While his gift for dialogue and affable manner helped keep him out of Ben Ali’s jails, when it came to his principles, he never gave an inch, the colleague said.
He uses a polite manner and cutting wit to cut his adversaries down to size, one veteran of the Tunis diplomatic scene said. “We saw him do it under Ali,” the diplomat added.
The task of the new constituent assembly is to draw up a new constitution and appoint a caretaker government until the country calls a general election.
A senior Ettakatol official, who also confirmed the deal, added that the three parties were still in talks to determine which ministerial posts would be awarded to whom in the new interim government.
Ennahdha leader Ghannouchi, currently on a three-visit to Algeria, already appeared to be enjoying treatment that reflected his new-found status, according to diplomatic sources and media reports.

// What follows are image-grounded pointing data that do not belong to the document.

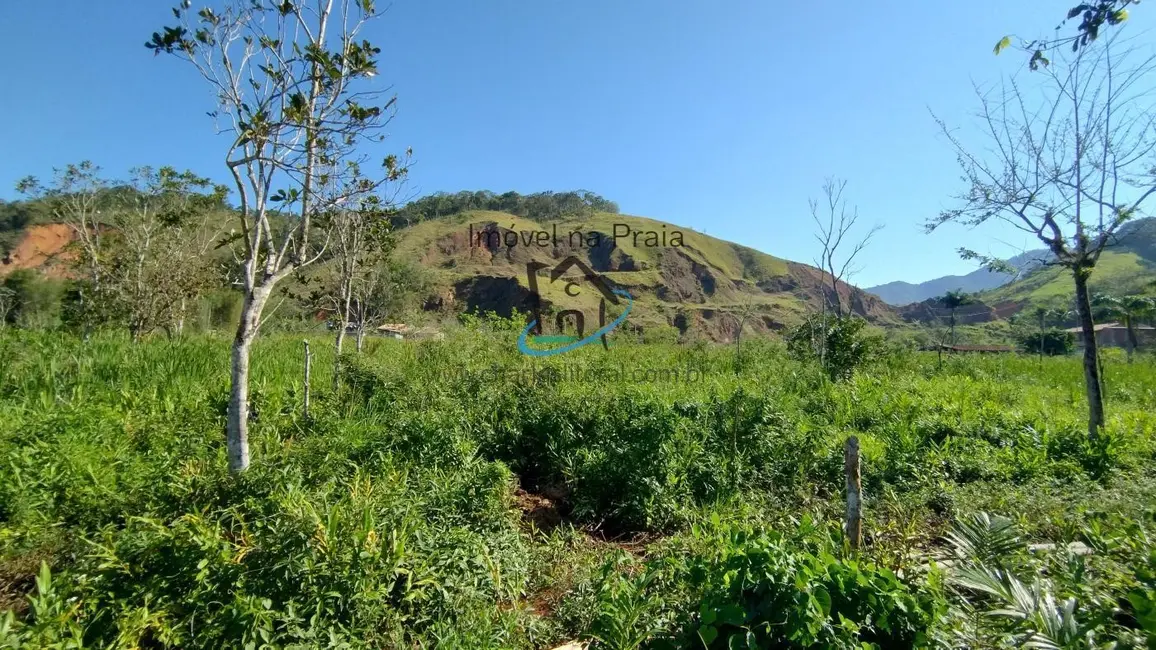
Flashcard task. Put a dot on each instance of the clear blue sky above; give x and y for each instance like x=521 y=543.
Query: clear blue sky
x=720 y=116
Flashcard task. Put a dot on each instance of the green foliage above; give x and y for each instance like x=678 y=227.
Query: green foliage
x=1052 y=341
x=838 y=345
x=765 y=591
x=32 y=301
x=541 y=206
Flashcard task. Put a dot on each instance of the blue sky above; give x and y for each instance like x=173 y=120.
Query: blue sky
x=723 y=116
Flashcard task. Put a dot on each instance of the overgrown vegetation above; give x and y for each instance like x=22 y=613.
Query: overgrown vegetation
x=620 y=503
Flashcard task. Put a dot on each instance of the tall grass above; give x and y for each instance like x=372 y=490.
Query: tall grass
x=392 y=517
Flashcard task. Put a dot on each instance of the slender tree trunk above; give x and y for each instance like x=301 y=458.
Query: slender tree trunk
x=1040 y=339
x=347 y=290
x=237 y=436
x=1131 y=344
x=854 y=517
x=1091 y=356
x=309 y=362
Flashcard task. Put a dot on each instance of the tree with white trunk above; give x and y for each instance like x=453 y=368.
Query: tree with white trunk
x=295 y=94
x=1065 y=155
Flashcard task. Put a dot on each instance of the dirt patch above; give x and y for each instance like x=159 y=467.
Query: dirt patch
x=814 y=287
x=487 y=293
x=538 y=510
x=44 y=248
x=17 y=578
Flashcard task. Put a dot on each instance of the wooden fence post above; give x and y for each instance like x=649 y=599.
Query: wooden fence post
x=309 y=359
x=854 y=493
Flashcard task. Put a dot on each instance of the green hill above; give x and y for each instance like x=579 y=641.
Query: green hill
x=1128 y=266
x=676 y=275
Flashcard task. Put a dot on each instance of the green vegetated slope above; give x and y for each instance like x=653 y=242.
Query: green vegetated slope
x=1120 y=273
x=694 y=281
x=457 y=494
x=1125 y=268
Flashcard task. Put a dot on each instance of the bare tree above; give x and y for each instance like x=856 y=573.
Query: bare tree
x=835 y=222
x=386 y=289
x=7 y=302
x=1068 y=162
x=165 y=223
x=294 y=90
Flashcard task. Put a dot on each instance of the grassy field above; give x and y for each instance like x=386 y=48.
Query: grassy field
x=454 y=494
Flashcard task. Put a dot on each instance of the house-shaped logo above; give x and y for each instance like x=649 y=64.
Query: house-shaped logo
x=608 y=294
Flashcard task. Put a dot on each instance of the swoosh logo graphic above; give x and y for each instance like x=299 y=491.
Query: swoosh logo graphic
x=524 y=345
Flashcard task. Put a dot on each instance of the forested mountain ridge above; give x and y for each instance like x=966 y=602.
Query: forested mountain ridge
x=474 y=246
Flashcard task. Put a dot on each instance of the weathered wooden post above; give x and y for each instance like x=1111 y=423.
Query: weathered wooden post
x=854 y=493
x=309 y=359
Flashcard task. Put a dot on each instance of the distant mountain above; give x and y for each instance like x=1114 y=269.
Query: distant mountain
x=479 y=263
x=905 y=293
x=1126 y=267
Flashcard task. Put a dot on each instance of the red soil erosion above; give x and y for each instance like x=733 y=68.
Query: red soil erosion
x=44 y=248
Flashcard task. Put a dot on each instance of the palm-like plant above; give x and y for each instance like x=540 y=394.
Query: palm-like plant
x=1127 y=310
x=988 y=549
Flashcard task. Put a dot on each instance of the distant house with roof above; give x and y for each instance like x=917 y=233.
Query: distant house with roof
x=1114 y=334
x=983 y=349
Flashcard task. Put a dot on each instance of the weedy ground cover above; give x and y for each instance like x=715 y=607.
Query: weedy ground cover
x=456 y=494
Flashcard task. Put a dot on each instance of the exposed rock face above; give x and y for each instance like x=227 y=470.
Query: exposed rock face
x=931 y=310
x=684 y=279
x=44 y=246
x=814 y=287
x=486 y=293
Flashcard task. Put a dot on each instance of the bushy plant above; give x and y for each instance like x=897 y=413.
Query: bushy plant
x=1050 y=341
x=839 y=345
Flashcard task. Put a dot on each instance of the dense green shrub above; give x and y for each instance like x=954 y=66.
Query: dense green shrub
x=839 y=345
x=1050 y=341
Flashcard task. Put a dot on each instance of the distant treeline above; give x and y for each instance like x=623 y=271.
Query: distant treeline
x=541 y=206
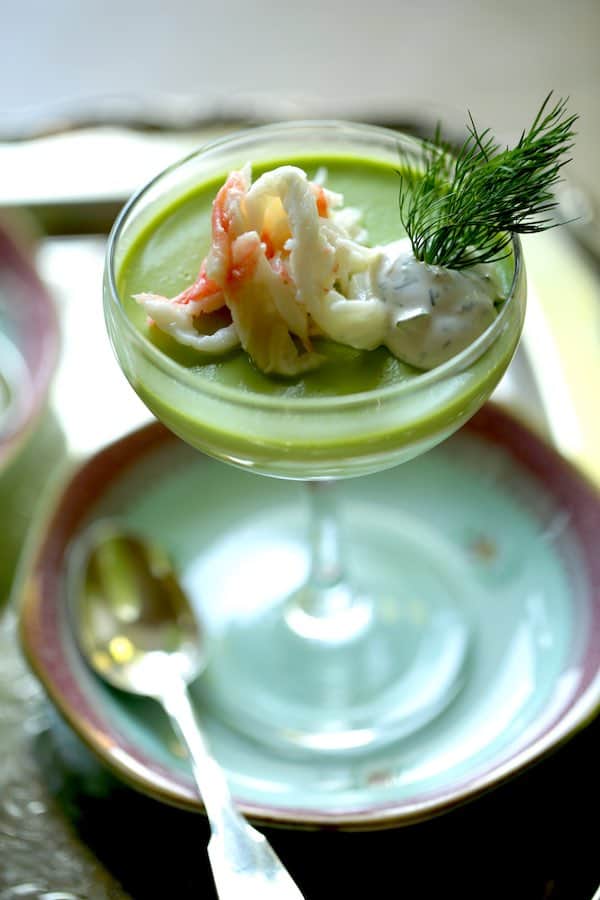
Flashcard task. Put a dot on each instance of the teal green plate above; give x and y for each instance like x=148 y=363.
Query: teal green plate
x=525 y=521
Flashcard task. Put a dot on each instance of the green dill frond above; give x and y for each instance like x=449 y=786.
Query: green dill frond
x=460 y=208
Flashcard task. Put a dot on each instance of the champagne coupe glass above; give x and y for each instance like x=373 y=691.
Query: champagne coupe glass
x=374 y=642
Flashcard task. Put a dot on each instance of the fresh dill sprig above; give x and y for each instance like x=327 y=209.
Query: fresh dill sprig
x=460 y=208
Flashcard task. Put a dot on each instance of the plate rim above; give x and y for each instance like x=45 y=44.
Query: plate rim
x=88 y=483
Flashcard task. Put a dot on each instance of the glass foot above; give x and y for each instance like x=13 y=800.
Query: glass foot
x=380 y=668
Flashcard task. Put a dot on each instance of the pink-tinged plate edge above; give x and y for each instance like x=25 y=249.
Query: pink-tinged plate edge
x=42 y=626
x=36 y=322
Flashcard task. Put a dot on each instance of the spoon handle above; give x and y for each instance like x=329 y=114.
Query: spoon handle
x=243 y=862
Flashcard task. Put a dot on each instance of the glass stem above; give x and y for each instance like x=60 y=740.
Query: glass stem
x=327 y=593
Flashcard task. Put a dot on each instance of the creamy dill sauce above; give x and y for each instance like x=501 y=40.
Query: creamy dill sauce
x=166 y=257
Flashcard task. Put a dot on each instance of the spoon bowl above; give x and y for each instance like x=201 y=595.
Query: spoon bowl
x=131 y=615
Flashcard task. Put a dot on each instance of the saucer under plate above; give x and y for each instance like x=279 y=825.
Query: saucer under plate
x=524 y=521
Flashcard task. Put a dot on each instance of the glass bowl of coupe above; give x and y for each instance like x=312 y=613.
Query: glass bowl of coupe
x=317 y=342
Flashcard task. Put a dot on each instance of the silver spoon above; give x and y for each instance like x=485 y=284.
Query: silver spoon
x=136 y=629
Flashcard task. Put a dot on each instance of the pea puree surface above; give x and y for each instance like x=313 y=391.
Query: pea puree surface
x=167 y=254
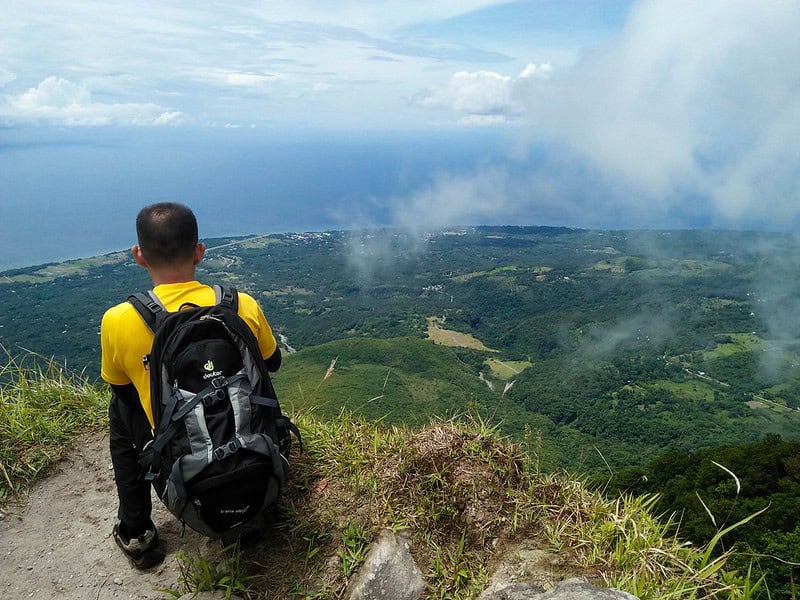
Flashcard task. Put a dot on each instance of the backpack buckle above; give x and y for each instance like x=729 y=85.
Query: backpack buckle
x=227 y=449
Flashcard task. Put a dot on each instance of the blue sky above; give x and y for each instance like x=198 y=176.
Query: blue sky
x=604 y=113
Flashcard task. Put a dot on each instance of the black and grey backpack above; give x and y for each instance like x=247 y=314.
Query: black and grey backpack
x=219 y=452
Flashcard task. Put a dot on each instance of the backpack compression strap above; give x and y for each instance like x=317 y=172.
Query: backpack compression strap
x=149 y=308
x=227 y=297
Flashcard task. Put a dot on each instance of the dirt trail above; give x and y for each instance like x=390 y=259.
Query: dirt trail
x=59 y=545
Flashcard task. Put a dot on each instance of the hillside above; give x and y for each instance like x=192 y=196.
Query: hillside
x=618 y=345
x=468 y=501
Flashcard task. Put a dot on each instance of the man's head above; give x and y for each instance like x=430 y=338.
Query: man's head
x=167 y=236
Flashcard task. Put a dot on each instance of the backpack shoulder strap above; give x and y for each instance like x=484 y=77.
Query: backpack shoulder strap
x=227 y=296
x=149 y=308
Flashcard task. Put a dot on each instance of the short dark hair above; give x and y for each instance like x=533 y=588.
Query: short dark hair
x=167 y=233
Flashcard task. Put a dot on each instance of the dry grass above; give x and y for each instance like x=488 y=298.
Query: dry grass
x=448 y=337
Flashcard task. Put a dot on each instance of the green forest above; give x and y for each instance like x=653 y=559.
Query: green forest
x=633 y=357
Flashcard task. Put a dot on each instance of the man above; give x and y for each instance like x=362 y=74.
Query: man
x=168 y=248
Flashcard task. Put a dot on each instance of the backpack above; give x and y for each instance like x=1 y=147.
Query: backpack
x=219 y=452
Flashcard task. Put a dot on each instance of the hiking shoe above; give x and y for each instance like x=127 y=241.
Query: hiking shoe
x=143 y=551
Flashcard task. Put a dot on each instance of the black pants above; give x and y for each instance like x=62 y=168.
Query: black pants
x=129 y=432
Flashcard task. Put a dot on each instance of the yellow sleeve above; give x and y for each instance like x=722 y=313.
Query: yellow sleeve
x=110 y=361
x=251 y=312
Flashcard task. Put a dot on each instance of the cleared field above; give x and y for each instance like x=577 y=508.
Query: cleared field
x=735 y=343
x=80 y=266
x=507 y=369
x=499 y=271
x=448 y=337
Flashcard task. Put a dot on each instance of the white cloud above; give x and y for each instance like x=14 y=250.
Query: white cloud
x=532 y=71
x=697 y=98
x=6 y=76
x=481 y=97
x=237 y=78
x=688 y=115
x=57 y=100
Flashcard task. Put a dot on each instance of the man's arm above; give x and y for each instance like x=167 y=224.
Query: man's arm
x=127 y=393
x=273 y=363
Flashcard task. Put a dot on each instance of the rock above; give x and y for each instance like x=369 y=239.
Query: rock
x=571 y=589
x=389 y=571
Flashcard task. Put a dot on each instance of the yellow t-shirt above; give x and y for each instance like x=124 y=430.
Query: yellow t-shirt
x=125 y=338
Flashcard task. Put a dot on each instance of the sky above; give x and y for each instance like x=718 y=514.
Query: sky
x=585 y=113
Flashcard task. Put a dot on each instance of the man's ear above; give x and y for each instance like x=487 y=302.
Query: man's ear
x=138 y=256
x=199 y=253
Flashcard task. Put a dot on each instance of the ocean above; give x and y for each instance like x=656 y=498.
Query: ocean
x=68 y=194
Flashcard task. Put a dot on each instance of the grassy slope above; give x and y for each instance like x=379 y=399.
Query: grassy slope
x=464 y=494
x=409 y=380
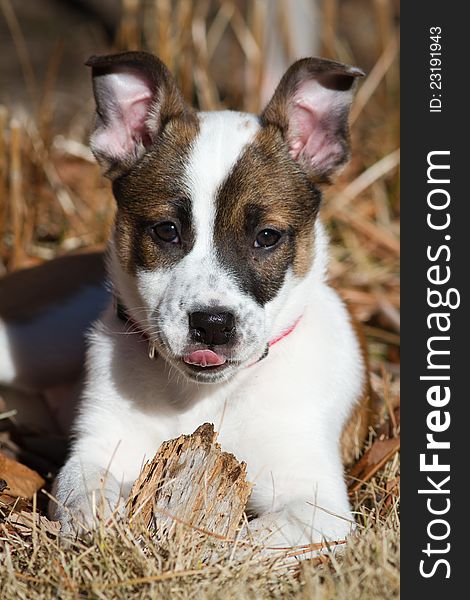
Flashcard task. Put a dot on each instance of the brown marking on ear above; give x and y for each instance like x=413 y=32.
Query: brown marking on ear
x=310 y=106
x=266 y=188
x=357 y=426
x=155 y=191
x=31 y=292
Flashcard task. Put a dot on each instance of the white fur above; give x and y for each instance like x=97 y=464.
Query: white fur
x=283 y=415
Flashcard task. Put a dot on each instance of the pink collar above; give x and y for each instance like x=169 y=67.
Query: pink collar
x=285 y=333
x=121 y=313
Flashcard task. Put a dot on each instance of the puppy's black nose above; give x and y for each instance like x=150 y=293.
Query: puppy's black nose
x=212 y=328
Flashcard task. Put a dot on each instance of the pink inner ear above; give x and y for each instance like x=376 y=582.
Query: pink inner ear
x=312 y=114
x=130 y=98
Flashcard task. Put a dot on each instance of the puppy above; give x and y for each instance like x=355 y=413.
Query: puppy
x=222 y=312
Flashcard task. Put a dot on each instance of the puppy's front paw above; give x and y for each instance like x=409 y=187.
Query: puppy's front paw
x=84 y=513
x=83 y=500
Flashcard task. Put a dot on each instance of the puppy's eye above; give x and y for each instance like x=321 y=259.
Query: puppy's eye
x=165 y=231
x=267 y=238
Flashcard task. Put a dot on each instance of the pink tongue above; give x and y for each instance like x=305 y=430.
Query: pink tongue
x=204 y=358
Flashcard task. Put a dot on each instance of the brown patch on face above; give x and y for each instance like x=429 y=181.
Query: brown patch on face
x=266 y=189
x=154 y=191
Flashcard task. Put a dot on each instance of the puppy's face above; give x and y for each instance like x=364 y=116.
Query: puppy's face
x=216 y=211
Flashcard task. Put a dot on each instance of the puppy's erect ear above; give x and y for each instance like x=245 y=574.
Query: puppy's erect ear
x=135 y=98
x=311 y=107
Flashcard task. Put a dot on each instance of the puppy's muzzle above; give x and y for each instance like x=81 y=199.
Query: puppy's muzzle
x=212 y=328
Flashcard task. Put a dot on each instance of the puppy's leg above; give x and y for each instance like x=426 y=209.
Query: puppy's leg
x=301 y=523
x=84 y=493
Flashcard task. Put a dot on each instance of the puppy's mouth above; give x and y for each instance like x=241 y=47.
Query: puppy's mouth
x=204 y=359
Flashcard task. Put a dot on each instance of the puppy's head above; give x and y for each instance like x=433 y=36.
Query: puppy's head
x=216 y=211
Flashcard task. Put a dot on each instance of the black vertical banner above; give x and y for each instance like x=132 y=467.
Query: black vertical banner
x=435 y=221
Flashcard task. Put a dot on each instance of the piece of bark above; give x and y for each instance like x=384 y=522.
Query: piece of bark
x=21 y=481
x=192 y=482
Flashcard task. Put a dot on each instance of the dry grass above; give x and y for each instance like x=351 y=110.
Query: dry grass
x=52 y=201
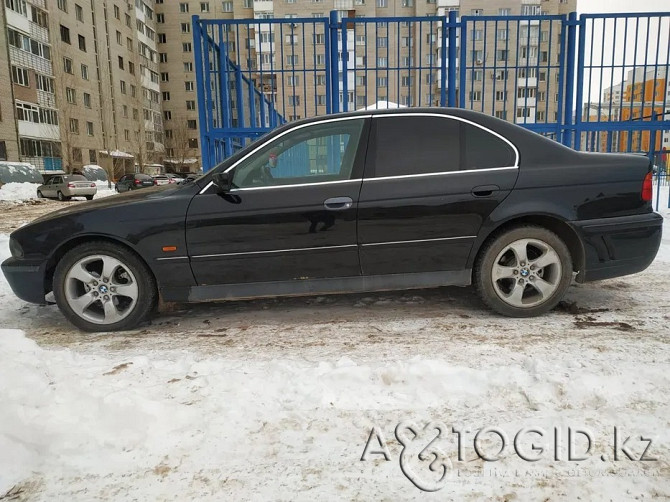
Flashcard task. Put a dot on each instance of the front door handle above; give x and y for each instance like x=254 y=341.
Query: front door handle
x=338 y=203
x=484 y=190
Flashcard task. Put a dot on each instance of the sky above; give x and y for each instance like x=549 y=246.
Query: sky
x=645 y=39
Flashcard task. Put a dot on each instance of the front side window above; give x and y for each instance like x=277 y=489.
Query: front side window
x=312 y=154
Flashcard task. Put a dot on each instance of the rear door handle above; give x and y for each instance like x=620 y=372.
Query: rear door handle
x=338 y=203
x=484 y=190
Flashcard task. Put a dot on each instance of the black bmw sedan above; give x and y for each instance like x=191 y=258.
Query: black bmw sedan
x=364 y=201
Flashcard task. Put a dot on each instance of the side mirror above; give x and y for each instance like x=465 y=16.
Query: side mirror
x=223 y=181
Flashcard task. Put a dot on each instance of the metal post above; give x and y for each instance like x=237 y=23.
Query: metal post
x=580 y=85
x=569 y=79
x=205 y=146
x=335 y=88
x=451 y=85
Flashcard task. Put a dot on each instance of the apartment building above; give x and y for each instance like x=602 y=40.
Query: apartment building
x=9 y=142
x=30 y=66
x=85 y=84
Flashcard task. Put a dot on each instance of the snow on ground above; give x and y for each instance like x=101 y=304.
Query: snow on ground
x=275 y=399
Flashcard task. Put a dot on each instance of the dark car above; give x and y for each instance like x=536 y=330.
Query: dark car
x=365 y=201
x=133 y=182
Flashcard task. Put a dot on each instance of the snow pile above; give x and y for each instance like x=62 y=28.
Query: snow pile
x=18 y=191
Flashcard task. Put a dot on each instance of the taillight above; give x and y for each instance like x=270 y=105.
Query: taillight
x=647 y=187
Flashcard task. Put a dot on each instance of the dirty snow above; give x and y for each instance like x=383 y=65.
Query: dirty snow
x=275 y=399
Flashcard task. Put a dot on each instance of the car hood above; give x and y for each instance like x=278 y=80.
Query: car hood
x=121 y=200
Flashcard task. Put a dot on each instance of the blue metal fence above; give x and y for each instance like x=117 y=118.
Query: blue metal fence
x=596 y=82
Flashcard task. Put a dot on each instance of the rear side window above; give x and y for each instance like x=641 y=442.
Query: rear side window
x=412 y=145
x=484 y=150
x=416 y=145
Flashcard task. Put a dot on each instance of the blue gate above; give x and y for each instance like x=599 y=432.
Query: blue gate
x=597 y=82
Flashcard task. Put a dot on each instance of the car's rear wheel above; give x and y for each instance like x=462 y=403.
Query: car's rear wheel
x=101 y=286
x=523 y=272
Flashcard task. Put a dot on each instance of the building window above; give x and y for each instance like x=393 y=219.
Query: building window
x=65 y=34
x=20 y=76
x=71 y=95
x=44 y=83
x=531 y=10
x=67 y=66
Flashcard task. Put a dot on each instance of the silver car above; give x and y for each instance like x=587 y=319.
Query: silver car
x=64 y=187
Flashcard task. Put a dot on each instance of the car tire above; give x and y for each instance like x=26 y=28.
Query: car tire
x=523 y=272
x=96 y=303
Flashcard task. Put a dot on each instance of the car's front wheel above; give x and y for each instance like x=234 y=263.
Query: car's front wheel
x=523 y=272
x=101 y=286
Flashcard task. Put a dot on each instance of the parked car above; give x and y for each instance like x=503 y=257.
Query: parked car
x=66 y=186
x=133 y=182
x=165 y=179
x=161 y=179
x=374 y=200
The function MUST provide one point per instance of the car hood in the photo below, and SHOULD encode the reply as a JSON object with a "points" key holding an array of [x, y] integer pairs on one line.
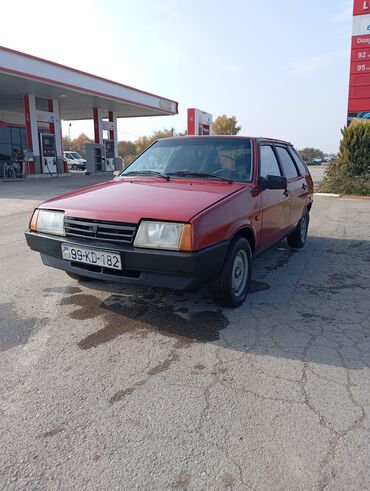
{"points": [[130, 200]]}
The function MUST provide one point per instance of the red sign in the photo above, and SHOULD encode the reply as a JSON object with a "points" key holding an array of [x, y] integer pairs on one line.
{"points": [[359, 84], [361, 7]]}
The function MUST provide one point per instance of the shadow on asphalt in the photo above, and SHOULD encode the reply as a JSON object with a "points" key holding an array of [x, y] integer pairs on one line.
{"points": [[302, 305]]}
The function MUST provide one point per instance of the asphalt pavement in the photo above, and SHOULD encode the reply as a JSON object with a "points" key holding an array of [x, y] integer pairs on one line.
{"points": [[111, 387]]}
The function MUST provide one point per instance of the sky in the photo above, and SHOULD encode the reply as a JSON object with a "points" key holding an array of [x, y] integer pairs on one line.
{"points": [[280, 66]]}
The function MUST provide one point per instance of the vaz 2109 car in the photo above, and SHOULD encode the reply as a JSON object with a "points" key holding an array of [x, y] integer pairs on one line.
{"points": [[188, 211]]}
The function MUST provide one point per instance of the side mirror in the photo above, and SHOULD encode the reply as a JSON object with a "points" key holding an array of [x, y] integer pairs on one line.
{"points": [[275, 182]]}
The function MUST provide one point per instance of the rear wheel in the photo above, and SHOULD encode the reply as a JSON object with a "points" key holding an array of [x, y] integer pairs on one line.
{"points": [[231, 287], [79, 277], [298, 237]]}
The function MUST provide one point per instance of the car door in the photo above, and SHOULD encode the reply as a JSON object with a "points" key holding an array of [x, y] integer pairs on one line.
{"points": [[275, 219], [297, 185]]}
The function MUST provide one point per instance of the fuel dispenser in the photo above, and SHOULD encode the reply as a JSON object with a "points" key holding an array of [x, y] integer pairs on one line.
{"points": [[199, 122], [109, 155], [48, 153]]}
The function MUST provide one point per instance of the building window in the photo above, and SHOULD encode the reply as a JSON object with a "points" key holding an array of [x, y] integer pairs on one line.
{"points": [[11, 139]]}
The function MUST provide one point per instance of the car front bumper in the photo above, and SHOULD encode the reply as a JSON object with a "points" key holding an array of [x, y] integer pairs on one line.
{"points": [[147, 267]]}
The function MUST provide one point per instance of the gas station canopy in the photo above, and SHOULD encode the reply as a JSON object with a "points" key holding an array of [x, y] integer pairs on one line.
{"points": [[36, 94], [78, 92]]}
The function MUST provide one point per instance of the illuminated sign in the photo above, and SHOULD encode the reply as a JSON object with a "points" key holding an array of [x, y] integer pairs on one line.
{"points": [[359, 84]]}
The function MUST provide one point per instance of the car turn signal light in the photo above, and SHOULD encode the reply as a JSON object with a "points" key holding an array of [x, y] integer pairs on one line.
{"points": [[33, 222], [186, 243]]}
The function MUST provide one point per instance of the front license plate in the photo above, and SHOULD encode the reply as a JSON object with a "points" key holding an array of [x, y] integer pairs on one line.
{"points": [[95, 257]]}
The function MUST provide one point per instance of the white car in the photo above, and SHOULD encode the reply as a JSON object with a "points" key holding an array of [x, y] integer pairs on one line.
{"points": [[74, 160]]}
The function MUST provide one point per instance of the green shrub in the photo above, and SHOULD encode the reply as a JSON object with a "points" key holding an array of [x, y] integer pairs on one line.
{"points": [[350, 172]]}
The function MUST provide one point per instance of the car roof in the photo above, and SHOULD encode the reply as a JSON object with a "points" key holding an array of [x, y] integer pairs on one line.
{"points": [[259, 139]]}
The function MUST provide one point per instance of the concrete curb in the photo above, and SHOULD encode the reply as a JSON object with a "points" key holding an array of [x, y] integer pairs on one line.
{"points": [[329, 195]]}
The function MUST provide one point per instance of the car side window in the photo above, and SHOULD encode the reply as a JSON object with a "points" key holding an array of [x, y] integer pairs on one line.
{"points": [[286, 161], [269, 163], [298, 161]]}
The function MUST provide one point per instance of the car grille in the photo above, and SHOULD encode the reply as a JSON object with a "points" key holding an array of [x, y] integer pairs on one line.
{"points": [[121, 233]]}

Ghannouchi was accompanied by the president of the Algerian senate, Abdelkader Bensaleh, Le Soir d’Algerie reported, a treatment normally reserved for a head of state.
Bensaleb is the head of the National Liberation Front (FLN), a party which has strongly opposed the emergence of any Islamist movement in Algeria. Ennahdha’s rise to power in Tunisia has been the source of considerable trepidation for the FLN.
Ghannouchi was an advisor to Algeria’s Islamic Salvation Front (FIS) in the early 1990s, when the party was poised to win what would have been Algeria’s first democratic election. Algeria’s military staged a coup d’état to pre-empt the FIS’s victory, and, in the savage decade-long civil war that ensued, the FLN managed to retain power.